Thursday, September 6, 2007

Thoughts & Ramblings

For awhile everyone asks if you're OK,
But nobody prepares you for the pain that sets in
once the denial has faded away.
For awhile everyone asks if there's anything they can do
But by the time you can think of anything everyone else has moved on.
In the back of your mind, realistically, you know that Mothers are not immortal.
But you don’t expect them to die so young.
You never expect to be the one left behind to try to pick up the shattered pieces,
To do as everyone tells you and “move on” because there is no moving on.
Maybe it gets better, I still haven’t figured that one out yet.
Maybe, as everyone says, time heals; but when? How much time?
My mother taught me so much in life but now that she’s gone,
I realize there are so many things she never taught me.
She didn’t teach me how to deal with the pain of losing her,
She didn’t tell me about the huge hole that would form in my heart,
or the void that would fill my soul.
She never prepared me for all the things she might never be here for.
We always talked about “When” I graduated college
“When” I got married and had kids, and her grandkids.
But those things will never happen, oh well they’ll happen but she won’t be there.
She didn’t tell me that when I wanted to talk about her constantly
or to share my pain with someone, anyone, that understood; that no one would.
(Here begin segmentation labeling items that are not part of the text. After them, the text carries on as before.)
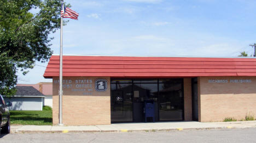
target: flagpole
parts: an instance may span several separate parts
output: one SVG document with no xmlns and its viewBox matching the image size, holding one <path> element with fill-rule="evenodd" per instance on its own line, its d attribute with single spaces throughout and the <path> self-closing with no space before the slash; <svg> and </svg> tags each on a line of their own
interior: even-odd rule
<svg viewBox="0 0 256 143">
<path fill-rule="evenodd" d="M 61 9 L 64 9 L 63 1 L 61 1 Z M 60 87 L 59 95 L 59 125 L 63 126 L 62 123 L 62 21 L 61 16 L 61 35 L 60 35 Z"/>
</svg>

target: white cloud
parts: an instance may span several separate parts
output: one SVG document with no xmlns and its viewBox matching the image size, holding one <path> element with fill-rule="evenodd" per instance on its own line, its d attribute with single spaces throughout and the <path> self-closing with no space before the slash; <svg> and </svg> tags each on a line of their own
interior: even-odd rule
<svg viewBox="0 0 256 143">
<path fill-rule="evenodd" d="M 125 0 L 126 1 L 137 2 L 137 3 L 157 3 L 162 2 L 162 0 Z"/>
<path fill-rule="evenodd" d="M 100 17 L 100 14 L 91 14 L 90 15 L 88 15 L 86 16 L 89 18 L 94 18 L 95 19 L 101 20 Z"/>
<path fill-rule="evenodd" d="M 155 40 L 155 41 L 165 41 L 167 40 L 168 39 L 156 36 L 153 35 L 139 35 L 133 37 L 133 39 L 138 39 L 138 40 Z"/>
<path fill-rule="evenodd" d="M 83 7 L 85 7 L 86 8 L 100 7 L 103 5 L 102 3 L 93 1 L 85 2 L 81 5 L 83 5 Z"/>
<path fill-rule="evenodd" d="M 171 22 L 153 22 L 152 23 L 153 26 L 164 26 L 164 25 L 167 25 L 168 24 L 170 24 Z"/>
</svg>

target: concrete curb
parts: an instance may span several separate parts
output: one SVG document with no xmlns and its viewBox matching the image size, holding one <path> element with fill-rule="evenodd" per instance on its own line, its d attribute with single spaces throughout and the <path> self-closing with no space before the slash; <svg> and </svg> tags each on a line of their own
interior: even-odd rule
<svg viewBox="0 0 256 143">
<path fill-rule="evenodd" d="M 20 130 L 18 129 L 11 130 L 11 134 L 19 133 L 124 133 L 124 132 L 170 132 L 170 131 L 181 131 L 181 130 L 210 130 L 210 129 L 237 129 L 237 128 L 251 128 L 255 127 L 209 127 L 209 128 L 170 128 L 170 129 L 128 129 L 128 130 L 68 130 L 64 133 L 64 130 Z"/>
</svg>

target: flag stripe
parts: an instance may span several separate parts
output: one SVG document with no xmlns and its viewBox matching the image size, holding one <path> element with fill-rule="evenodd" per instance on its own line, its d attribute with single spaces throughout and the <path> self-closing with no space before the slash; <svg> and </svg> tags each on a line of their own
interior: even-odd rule
<svg viewBox="0 0 256 143">
<path fill-rule="evenodd" d="M 78 16 L 79 15 L 79 14 L 75 13 L 75 11 L 72 10 L 71 9 L 68 8 L 66 8 L 66 11 L 68 11 L 68 12 L 70 12 L 71 13 L 72 13 L 73 14 L 74 14 L 74 15 L 77 16 Z"/>
<path fill-rule="evenodd" d="M 61 10 L 61 16 L 63 18 L 69 18 L 74 20 L 78 20 L 79 14 L 75 13 L 68 8 L 64 8 L 64 10 Z"/>
</svg>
She never taught me how much it hurts when the rest of your family starts telling you that you should be “over it.”
How do you get over it? How do you even get to a place where you can be OK?
I never knew how much I would miss the little things, her hugs & kisses, her voice, her laughter, her smile.
And I certainly never grasped how much I would miss the bigger things, her wisdom, her advice, just being a shoulder to cry on when everything seemed to be falling apart, her unconditional love .
I still don’t know how I’m going to face the rest of my life without her in it.
And there are still so many days that I don’t even want to try.
But I know I have to go on, to continue to make her proud;
And I hope she’s looking down on me and smiling, watching over me.